SKIRMISHES fought on Central Queensland mine sites between BHP Billiton and the coal miners' union have been highlighted by chairman Jac Nasser as a sign Australia was losing its international edge.
Mr Nasser used his speech to the Australian Institute of Company Directors on Wednesday to focus on hurdles facing an apparently unstoppable mining boom.
He said he felt the power of unions did not line up with the level of membership which often falls at about 15%, although the Construction, Forestry, Mining and Energy Union would be one of the exceptions to that rule.
In the past 12 months, he said the BHP Billiton Mitsubishi Alliance, which owns seven mines in the Bowen Basin, faced thousands of lost work hours due to union action.
"Let me give you an example.
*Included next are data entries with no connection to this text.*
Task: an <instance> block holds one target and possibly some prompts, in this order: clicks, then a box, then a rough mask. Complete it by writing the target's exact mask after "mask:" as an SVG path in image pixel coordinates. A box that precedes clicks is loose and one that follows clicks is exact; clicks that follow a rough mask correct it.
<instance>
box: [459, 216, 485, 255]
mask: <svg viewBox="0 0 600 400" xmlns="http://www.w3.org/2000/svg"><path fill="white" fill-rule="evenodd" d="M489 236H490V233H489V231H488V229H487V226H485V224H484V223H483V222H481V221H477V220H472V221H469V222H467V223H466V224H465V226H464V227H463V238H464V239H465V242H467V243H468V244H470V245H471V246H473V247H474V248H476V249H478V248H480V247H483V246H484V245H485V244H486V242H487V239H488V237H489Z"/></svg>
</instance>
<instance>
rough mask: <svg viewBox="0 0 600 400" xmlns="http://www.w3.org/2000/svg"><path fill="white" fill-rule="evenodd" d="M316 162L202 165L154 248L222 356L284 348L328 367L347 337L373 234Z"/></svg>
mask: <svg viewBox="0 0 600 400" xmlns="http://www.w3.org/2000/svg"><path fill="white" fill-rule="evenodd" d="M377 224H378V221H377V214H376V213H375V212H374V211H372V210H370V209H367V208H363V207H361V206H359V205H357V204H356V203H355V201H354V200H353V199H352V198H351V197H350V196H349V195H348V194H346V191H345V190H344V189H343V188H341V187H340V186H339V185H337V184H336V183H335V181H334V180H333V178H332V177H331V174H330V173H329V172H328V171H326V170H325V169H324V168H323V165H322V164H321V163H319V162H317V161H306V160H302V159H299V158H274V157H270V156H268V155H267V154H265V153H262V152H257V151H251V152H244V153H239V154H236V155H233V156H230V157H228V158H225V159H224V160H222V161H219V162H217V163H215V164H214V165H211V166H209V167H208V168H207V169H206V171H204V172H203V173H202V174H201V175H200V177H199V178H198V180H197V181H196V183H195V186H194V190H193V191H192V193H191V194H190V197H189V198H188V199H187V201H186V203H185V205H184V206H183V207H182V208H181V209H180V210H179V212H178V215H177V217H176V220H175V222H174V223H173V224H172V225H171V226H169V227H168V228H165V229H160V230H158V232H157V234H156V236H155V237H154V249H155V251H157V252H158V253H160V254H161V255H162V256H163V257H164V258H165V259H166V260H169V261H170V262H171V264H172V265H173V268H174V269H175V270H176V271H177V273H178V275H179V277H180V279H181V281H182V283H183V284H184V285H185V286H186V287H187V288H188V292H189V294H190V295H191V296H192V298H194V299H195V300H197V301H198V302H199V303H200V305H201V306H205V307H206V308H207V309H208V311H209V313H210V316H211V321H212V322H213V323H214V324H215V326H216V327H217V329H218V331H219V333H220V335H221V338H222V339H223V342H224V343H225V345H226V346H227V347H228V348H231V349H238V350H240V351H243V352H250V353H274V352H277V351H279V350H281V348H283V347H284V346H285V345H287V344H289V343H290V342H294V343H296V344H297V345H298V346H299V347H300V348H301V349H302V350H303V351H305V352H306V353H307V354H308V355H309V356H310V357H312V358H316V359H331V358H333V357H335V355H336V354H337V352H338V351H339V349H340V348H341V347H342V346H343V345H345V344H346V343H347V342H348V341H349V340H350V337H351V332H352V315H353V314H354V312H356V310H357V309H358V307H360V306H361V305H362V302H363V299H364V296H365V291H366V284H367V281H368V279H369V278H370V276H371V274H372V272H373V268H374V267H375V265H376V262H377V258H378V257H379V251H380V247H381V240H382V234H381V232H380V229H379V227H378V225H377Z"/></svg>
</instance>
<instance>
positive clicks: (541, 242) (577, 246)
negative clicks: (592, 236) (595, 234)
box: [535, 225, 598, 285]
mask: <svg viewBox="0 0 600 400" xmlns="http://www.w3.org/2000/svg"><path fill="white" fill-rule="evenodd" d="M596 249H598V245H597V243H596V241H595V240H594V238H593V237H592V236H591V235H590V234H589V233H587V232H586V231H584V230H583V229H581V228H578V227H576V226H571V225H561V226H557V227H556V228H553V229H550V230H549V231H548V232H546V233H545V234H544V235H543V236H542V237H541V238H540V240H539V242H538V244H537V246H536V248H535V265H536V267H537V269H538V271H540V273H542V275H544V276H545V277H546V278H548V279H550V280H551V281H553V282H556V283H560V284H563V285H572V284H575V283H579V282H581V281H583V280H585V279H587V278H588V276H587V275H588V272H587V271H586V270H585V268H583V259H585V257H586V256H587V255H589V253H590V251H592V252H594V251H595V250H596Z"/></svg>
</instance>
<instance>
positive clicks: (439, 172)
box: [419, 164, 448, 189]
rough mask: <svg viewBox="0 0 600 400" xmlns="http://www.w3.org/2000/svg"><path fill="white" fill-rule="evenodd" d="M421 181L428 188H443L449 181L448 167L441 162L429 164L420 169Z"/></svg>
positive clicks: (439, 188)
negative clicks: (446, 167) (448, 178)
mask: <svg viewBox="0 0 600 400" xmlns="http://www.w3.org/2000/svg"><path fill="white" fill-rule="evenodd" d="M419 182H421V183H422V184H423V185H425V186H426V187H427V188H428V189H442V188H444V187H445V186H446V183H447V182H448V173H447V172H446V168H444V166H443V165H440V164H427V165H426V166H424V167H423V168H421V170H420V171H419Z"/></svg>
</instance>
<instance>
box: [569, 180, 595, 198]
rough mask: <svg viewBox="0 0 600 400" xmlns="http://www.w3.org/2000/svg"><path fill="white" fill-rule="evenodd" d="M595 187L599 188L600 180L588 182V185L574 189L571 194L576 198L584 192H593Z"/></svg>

Over the last year, in our Queensland coal business alone, we have faced 3200 incidents of industrial action," he said.
"We have received more than 1000 notices of intention to take industrial action, then approximately 500 notices withdrawing that action given on less than 25 hours notice.
"Restrictive labour regulations have quickly become one of the most problematic factors for doing business in Australia."
The CFMEU has been battling BHP Billiton's coal arm for 16 months during an enterprise bargaining dispute.
"BHP Billiton respects the role of unions in the industrial relations landscape," Mr Nasser said.
"But it is important to have a cooperative framework within which to engage employees who choose union representation."